The Fresno asset, La Costa Apartments, at 1535 N. Cedar Avenue, was acquired out of a special servicer’s REO portfolio for $3.26 mil. At close, the 124-unit property was approximately 50% vacant and required an extensive renovation of the common areas and the unit interiors. Upon completion of the renovations, estimated to cost $650k, Trion will commence an aggressive leasing program to increase the occupancy to 90%+ and ultimately stabilize the asset. Trion will then list the property for sale with the procuring broker, Kitty Wallace of Colliers International.
The company’s acquisition in Sacramento consisted of four notes backed by 224 units with an unpaid principal balance of approximately $7 mil, or $32k per unit. It was acquired directly from a national lender. The four properties are located in the Arden-Arcade submarket of Sacramento.
Commenting on the transaction, Trion Properties’ Max Sharkansky said, “The opportunity lies in a workout with the borrower where the loans will be paid off through a refinance, unless other methods of workout are available with the borrower.”
Trion Properties also concluded a seven-month investment with the sale of a 16-unit townhome property at 2280 South Dr in Auburn, which is also in the Sacramento submarket. The company acquired the asset in December 2011 for $1.35 mil through the purchase of the nonperforming bifurcated construction loan and subsequent Deed in Lieu. Tony Azzi and Rabbie Banafsheha from Marcus & Millichap represented both the buyer and the seller in the transaction.
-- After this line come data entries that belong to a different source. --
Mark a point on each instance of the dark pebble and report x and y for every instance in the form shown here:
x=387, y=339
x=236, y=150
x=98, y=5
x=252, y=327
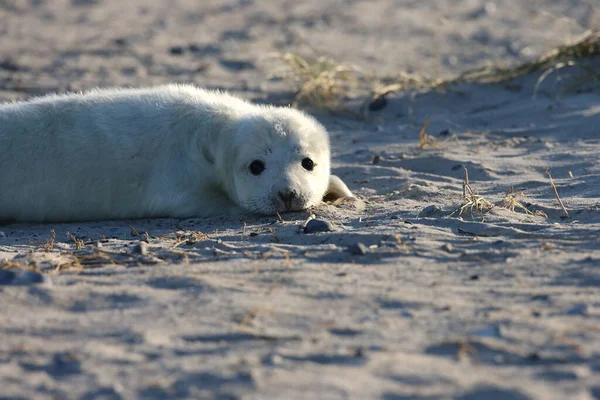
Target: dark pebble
x=28, y=278
x=318, y=225
x=7, y=276
x=237, y=65
x=141, y=248
x=176, y=50
x=378, y=104
x=430, y=211
x=9, y=65
x=358, y=249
The property was 80% occupied when title was acquired and required minimal renovations. The units were originally built as condominiums and consist entirely of three-bed/three-bath townhomes with an average size of 1.35k sf. The property also has a recorded tract map and DRE white slips, creating value for an investor with a condominium exit strategy. The property was sold for $2.4 mil after a total hold period of seven months, creating a return to the investors of $662k and yielding a triple-digit internal rate of return (IRR).